We are looking for an experienced Generative AI Engineer skilled in agent-based system development. This position focuses on designing, implementing, and optimizing intelligent multi-agent workflows using advanced AI models and architectures. The ideal candidate is proficient in Python, AI agents, vector databases, and multi-agent frameworks, and is eager to advance autonomous AI agents in production settings.
Details:
- Role: Generative AI Engineer– Agent Development Specialist
- Location: Remote
- US Hours overlap needed: 10am -6pm CET. possibility of a wider overlap (flexibility) appreciated
- Start: asap
- Duration: 6 months+ extension
- HackerRank challenge: YES
Scope:
- Design, build, and maintain autonomous or semi-autonomous AI agents using frameworks such as LangGraph, Autogen, CrewAI, or Bedrock (Langgraph preferred)
- Engineer sophisticated prompting strategies to drive consistent, effective agent performance across dynamic use cases.
- Architect end-to-end solutions that integrate vector databases (e.g., Azure AI Search, FAISS, Pinecone) with real-time or batch ETL pipelines to power agent memory and retrieval-augmented generation (RAG).
- Leverage CosmosDB and other NoSQL data stores to manage large-scale, unstructured, and semi-structured data efficiently.

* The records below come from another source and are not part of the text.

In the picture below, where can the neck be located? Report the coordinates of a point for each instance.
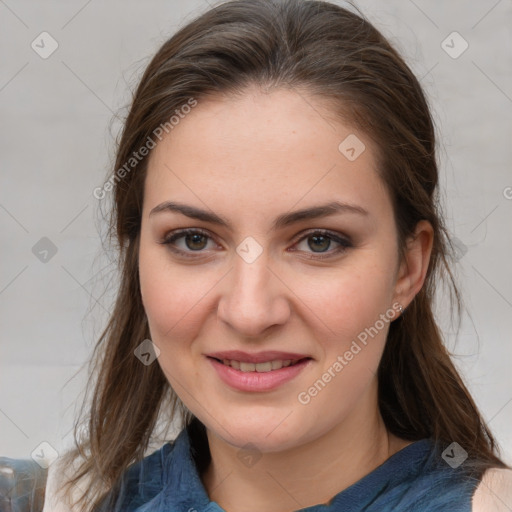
(306, 475)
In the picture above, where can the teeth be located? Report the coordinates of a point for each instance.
(267, 366)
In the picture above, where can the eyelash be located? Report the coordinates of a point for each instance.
(345, 243)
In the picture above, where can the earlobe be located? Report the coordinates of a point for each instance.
(414, 266)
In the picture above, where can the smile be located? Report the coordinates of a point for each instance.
(267, 366)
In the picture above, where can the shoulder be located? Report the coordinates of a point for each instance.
(494, 492)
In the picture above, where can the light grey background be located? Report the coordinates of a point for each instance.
(56, 138)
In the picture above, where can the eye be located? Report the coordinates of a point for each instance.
(320, 241)
(194, 240)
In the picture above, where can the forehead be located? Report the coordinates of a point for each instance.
(264, 149)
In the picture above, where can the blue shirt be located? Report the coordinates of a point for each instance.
(415, 479)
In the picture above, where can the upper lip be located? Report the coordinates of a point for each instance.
(257, 357)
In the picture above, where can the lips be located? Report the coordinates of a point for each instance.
(258, 357)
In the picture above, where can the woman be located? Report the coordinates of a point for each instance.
(276, 209)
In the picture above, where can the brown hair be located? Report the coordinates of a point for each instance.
(334, 54)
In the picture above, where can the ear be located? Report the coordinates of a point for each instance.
(413, 269)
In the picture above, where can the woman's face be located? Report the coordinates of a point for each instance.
(255, 276)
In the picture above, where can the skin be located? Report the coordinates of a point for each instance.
(250, 159)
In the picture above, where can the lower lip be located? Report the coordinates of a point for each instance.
(257, 381)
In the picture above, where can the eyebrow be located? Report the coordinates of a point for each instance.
(282, 221)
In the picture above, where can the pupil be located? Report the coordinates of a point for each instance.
(196, 238)
(323, 246)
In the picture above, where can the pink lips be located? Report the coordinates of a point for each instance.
(257, 381)
(258, 357)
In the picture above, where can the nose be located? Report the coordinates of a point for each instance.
(253, 298)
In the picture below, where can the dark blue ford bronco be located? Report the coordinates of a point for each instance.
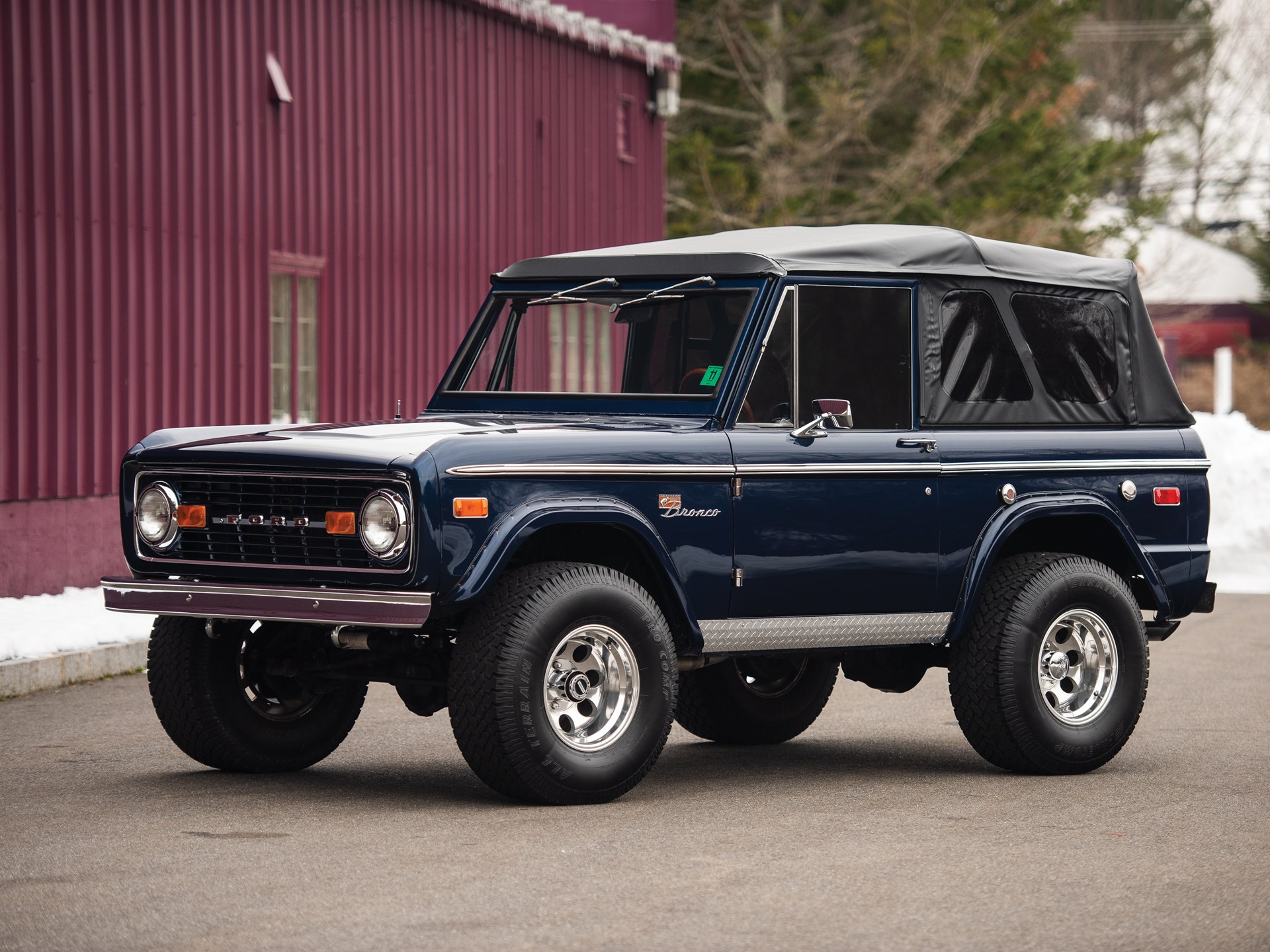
(690, 480)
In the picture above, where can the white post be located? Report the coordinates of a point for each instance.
(1223, 381)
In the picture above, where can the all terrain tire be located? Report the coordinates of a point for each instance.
(563, 684)
(762, 699)
(218, 706)
(1052, 676)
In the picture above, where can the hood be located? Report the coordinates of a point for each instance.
(382, 444)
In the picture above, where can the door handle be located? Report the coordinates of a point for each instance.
(927, 446)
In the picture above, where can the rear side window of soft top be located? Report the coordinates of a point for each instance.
(600, 342)
(1072, 340)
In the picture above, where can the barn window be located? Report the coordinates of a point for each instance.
(294, 338)
(625, 110)
(978, 362)
(1072, 340)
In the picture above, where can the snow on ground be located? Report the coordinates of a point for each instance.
(74, 621)
(1238, 530)
(1238, 534)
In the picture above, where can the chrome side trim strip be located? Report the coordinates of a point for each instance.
(824, 631)
(832, 469)
(310, 606)
(825, 469)
(593, 470)
(1068, 465)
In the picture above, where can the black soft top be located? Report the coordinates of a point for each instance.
(851, 249)
(945, 260)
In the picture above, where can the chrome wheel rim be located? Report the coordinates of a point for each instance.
(591, 687)
(1078, 666)
(263, 697)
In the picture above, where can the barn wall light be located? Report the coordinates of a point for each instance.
(278, 89)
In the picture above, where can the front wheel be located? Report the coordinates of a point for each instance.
(1052, 676)
(563, 684)
(219, 702)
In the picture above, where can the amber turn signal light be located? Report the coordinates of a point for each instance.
(472, 508)
(192, 517)
(342, 524)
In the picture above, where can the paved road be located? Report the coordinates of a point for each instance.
(876, 829)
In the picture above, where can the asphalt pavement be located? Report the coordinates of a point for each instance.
(878, 829)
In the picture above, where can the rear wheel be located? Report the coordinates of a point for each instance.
(756, 699)
(219, 703)
(563, 683)
(1052, 676)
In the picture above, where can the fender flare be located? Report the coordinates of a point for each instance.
(521, 522)
(1009, 520)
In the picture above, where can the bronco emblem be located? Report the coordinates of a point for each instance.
(671, 506)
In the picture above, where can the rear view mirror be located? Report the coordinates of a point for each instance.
(835, 414)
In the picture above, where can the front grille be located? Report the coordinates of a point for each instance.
(271, 495)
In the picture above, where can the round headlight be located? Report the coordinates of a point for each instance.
(385, 524)
(157, 516)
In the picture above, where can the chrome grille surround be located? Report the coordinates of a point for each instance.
(270, 493)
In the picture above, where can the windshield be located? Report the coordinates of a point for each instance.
(652, 346)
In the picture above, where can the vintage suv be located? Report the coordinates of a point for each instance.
(689, 480)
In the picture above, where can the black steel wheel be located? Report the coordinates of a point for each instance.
(756, 699)
(219, 703)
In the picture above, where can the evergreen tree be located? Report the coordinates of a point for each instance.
(944, 112)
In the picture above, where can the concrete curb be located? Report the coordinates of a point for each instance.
(27, 676)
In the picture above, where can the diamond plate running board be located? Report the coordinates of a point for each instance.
(786, 634)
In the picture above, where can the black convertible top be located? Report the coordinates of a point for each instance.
(948, 263)
(855, 249)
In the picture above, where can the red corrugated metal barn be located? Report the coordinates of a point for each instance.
(179, 245)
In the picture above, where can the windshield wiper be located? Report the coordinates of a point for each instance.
(663, 294)
(563, 296)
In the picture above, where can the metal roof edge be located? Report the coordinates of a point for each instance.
(586, 31)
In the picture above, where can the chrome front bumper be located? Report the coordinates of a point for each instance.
(204, 600)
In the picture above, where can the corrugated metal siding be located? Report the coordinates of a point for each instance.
(145, 178)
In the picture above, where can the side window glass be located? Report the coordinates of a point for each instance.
(770, 397)
(1074, 343)
(855, 344)
(978, 362)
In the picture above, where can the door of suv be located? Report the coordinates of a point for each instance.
(843, 524)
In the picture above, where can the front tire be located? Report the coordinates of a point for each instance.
(1052, 676)
(563, 684)
(218, 703)
(760, 699)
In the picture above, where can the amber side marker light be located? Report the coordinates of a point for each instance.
(192, 517)
(342, 524)
(472, 508)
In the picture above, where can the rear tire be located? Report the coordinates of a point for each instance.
(216, 703)
(563, 684)
(1052, 676)
(761, 699)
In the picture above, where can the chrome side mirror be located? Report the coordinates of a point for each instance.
(832, 414)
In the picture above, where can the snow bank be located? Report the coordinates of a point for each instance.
(74, 621)
(1240, 527)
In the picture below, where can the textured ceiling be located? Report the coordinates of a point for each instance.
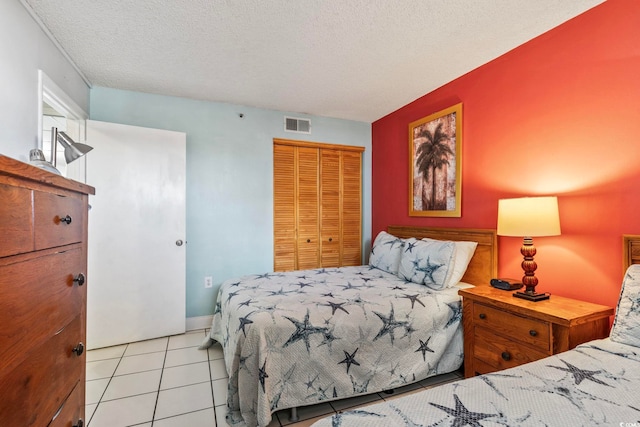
(350, 59)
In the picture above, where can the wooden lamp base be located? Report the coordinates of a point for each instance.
(529, 280)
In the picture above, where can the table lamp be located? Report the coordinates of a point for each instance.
(529, 217)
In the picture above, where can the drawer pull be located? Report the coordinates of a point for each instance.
(66, 219)
(79, 349)
(80, 279)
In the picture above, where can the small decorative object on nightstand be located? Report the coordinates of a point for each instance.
(529, 217)
(502, 332)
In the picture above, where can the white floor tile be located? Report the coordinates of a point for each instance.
(148, 346)
(184, 356)
(204, 418)
(124, 412)
(220, 391)
(218, 370)
(221, 414)
(101, 369)
(192, 339)
(106, 353)
(140, 363)
(179, 376)
(133, 384)
(94, 390)
(182, 400)
(88, 410)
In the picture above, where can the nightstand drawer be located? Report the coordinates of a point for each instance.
(519, 328)
(502, 353)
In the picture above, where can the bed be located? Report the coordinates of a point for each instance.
(597, 383)
(297, 338)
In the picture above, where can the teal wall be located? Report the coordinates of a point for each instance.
(229, 178)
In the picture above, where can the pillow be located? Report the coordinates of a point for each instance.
(626, 325)
(427, 263)
(386, 252)
(464, 252)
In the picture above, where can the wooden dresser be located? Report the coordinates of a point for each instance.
(501, 331)
(43, 261)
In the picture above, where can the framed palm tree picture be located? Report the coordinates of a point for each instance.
(435, 164)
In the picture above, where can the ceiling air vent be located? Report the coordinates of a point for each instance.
(293, 124)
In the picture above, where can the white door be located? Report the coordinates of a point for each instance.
(136, 258)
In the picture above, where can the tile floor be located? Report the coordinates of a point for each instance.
(168, 382)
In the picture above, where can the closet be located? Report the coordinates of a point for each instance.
(317, 205)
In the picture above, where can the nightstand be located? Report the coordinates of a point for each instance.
(501, 331)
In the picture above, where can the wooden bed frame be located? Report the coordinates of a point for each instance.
(630, 251)
(484, 263)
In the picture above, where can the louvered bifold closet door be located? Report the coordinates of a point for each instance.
(284, 207)
(308, 209)
(330, 244)
(351, 208)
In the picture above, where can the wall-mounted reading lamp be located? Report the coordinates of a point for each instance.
(72, 151)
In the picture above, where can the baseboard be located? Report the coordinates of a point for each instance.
(199, 322)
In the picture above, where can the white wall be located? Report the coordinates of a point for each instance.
(25, 48)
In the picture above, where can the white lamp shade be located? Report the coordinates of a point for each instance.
(528, 217)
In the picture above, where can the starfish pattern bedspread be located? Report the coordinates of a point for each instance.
(302, 337)
(597, 383)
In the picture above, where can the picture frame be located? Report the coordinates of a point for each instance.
(435, 164)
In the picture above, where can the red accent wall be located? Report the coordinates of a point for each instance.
(559, 115)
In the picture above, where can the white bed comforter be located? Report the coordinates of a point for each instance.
(299, 338)
(596, 384)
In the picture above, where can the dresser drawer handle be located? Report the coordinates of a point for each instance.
(79, 349)
(80, 279)
(66, 219)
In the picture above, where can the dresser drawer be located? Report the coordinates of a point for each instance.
(72, 410)
(16, 226)
(41, 296)
(44, 380)
(500, 352)
(524, 329)
(58, 220)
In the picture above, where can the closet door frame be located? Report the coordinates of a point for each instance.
(326, 250)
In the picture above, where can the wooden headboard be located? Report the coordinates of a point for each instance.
(630, 251)
(484, 264)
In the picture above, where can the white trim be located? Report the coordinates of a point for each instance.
(54, 41)
(199, 322)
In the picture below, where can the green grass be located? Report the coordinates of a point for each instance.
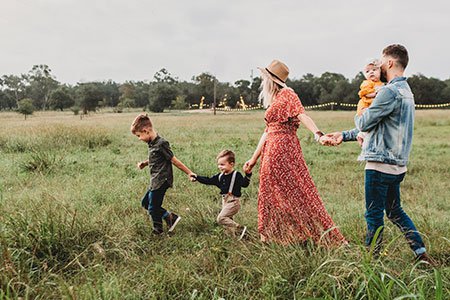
(71, 225)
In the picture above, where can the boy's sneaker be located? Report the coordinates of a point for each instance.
(172, 221)
(157, 231)
(241, 231)
(426, 258)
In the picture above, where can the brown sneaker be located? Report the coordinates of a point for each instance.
(242, 230)
(424, 257)
(172, 221)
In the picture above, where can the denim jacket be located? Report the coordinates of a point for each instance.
(389, 122)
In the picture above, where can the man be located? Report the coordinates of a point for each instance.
(389, 122)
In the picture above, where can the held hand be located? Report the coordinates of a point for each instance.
(142, 164)
(192, 177)
(248, 166)
(332, 139)
(360, 140)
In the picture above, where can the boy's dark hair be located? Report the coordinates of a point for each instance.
(228, 154)
(399, 53)
(140, 122)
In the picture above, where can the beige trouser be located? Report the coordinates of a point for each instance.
(230, 207)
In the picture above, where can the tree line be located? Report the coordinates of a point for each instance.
(40, 90)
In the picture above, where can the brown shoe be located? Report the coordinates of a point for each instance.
(424, 257)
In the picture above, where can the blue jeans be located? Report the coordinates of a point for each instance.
(152, 201)
(383, 193)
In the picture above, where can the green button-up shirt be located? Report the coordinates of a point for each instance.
(160, 163)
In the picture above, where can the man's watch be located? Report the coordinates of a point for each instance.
(318, 135)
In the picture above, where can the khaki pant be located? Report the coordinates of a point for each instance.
(230, 207)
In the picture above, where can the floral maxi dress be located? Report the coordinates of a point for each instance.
(289, 207)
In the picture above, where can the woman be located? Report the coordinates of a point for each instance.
(289, 207)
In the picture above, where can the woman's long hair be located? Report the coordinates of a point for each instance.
(268, 90)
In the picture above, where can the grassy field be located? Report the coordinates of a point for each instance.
(71, 225)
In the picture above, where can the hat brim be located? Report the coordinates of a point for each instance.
(274, 79)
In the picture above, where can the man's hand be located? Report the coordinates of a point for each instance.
(142, 164)
(360, 140)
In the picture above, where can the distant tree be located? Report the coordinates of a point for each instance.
(304, 87)
(254, 90)
(6, 102)
(41, 83)
(189, 91)
(164, 76)
(141, 94)
(355, 83)
(61, 98)
(161, 96)
(446, 91)
(180, 102)
(244, 90)
(89, 95)
(13, 87)
(111, 93)
(26, 107)
(205, 86)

- Collaborate cross-functionally to integrate agent systems into broader products, APIs, and workflows.
- Continuously monitor the evolving GenAI landscape, evaluating new models, tools, protocols, and design patterns.
- Participate in code reviews, maintain code quality standards, and follow Git/GitHub workflows including branching, pull requests, and CI/CD practices.
- Conduct performance tuning and safety evaluations of AI agents across a variety of operational environments.
Requirements:
- Strong programming skills in Python, including OOP principles and production-level code design.
- Demonstrated experience with prompt engineering techniques for large language models (LLMs) like GPT models, Claude, Gemini, or open-source equivalents.
- Deep understanding of AI agent concepts including memory management, planning, tool use, autonomous task execution, and evaluation metrics.
- Working knowledge of multi-agent orchestration frameworks, preferably LangGraph, but experience with Autogen, CrewAI, or similar is also valuable.
- Experience with vector databases (e.g., Azure AI Search, Pinecone, FAISS, Chroma) for embedding storage and semantic search.
- Understanding of ETL processes and data transformation pipelines in both batch and streaming architectures.
- Familiarity with NoSQL databases, specifically CosmosDB, and designing scalable schemas for AI-driven systems.
- Proficiency with Git/GitHub, including use of Gitflow or similar collaborative workflows.
- Demonstrated ability to stay current on the latest GenAI models, protocols (e.g., OpenAI Assistants, Function Calling, LangChain Agents), and research trend.
Preferred Requirements:
- Experience deploying agents in cloud environments (Azure, AWS, or GCP).
- Familiarity with model fine-tuning, embeddings generation, and OpenAI plugin/tool calling.
- Exposure to observability and evaluation techniques for AI systems (e.g., human-in-the-loop, automated feedback loops).
- Plus - Contributions to open-source AI projects or publications in the field.